The strategy allowed Fuller a lot of room to build his own world, and he made that world suitably complex. Within the runtime of only around 90 minutes, Fuller managed a weave involving a lunar penalty colony, complex lunar mining for futuristic tech, an evil mega-corporation, cyborg and robot technology, interesting relationships, and a tense international conflict between three superpower countries — all while only getting to tease the alien lifeform(s).
The pilot/TV movie was certainly not perfect. The dialogue is silly at times, and multiple characters seemed to play too closely to type, particularly the overbearing general (Peter Macon) and his rebel daughter (the gorgeous Dana Davis). The relationship that we’re supposed to invest the most in is between brothers Ian (Chris Diamantopoulos) and Marty (Jake Sandvig). That, too, felt a little too familiar — the older responsible/disapproving sibling and the younger screw-up — but Diamantopoulos and Sandvig sell it well.
The spotlight is really stolen by the enigmatic Stanislav, played with overflowing charm by Jonathan Tucker (above). Tucker starred in a movie years ago called 100 Girls, which I loved as a teen but have no idea if it holds up. Here, he’s largely responsible for making High Moon as good as it is, with a highly layered character who’s full of surprises. His romance with the Russian officer Trofim (played by accomplished voice actor Kirby Morrow) had the highest potential if the pilot had become a show.
High Moon worked reasonably well as a TV movie, though not surprisingly, we’re left with many unanswered questions. The stunning Charity Wakefield gave us an intriguing villain in Eve; she, too, was robbed by the lack of a series order, as that character’s motivations and plans could have used more exploration. And of course, there are a lot of sci-fi elements that are set up but not fully delved into; so much of the pilot revolves around the fun political intrigues that the big reveal of the actual caves from the book isn’t until the last scene. Fuller has other mysteries, with weird eyes and mysterious Indians, that are introduced but will now remain unanswered.
As other reviews have said, High Moon is just fun, despite its flaws. Sure, the dialogue and type characters can induce some mild eye-rolling, but that somehow manages to be part of the pilot/movie’s charm. It manages to create a serious and complicated political/economic conflict while also managing to not really take itself seriously at all — there’s a scene with a giant robot dinosaur on the moon, after all. I’m not sure there would have been enough there for a long-running series, which is the one résumé item Fuller is still searching for, but I think it could have made for a killer miniseries.

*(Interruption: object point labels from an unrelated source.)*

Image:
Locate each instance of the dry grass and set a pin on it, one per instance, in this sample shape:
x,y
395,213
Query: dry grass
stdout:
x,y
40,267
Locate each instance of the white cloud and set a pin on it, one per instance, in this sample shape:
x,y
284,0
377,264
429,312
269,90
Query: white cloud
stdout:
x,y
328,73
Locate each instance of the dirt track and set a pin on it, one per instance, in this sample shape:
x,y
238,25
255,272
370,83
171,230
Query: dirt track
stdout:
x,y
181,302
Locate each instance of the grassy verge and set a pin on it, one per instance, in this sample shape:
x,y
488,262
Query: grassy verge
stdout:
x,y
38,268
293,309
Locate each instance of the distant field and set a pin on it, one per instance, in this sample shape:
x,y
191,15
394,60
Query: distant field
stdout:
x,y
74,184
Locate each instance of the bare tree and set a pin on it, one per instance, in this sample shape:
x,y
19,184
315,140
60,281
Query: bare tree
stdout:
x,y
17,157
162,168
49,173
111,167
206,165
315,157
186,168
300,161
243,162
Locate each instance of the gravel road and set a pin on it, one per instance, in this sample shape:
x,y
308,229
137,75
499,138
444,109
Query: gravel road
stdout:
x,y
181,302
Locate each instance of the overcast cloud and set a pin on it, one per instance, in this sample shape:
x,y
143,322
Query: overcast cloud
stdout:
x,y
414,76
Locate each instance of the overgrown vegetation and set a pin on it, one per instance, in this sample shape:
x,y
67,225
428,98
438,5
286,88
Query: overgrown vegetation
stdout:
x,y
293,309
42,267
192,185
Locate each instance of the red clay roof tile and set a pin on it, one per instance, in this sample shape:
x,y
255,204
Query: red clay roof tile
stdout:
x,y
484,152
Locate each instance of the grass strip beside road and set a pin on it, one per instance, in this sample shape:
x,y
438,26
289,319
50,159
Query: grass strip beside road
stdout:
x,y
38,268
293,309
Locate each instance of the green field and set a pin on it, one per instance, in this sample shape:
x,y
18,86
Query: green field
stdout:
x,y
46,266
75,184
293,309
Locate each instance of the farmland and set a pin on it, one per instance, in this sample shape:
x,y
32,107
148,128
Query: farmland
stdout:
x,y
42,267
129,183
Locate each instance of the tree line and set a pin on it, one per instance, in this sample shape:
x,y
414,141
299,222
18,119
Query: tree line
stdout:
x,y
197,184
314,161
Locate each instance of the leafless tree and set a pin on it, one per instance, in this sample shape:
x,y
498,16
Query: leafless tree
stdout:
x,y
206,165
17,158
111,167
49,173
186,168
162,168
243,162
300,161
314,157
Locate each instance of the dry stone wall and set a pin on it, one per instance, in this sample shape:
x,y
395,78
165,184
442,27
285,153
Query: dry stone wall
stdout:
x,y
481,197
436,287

And a miniseries was at one point an option in what sounds like the development process from hell, but it instead became a series pilot, which in turn got thrown out as a standalone TV movie.
I suppose we’re lucky to have seen even that much, since failed pilots almost never see the light of day. Still though, it was hard not to watch High Moon and think about what could have been — which unfortunately, is nothing new for Bryan Fuller’s shows.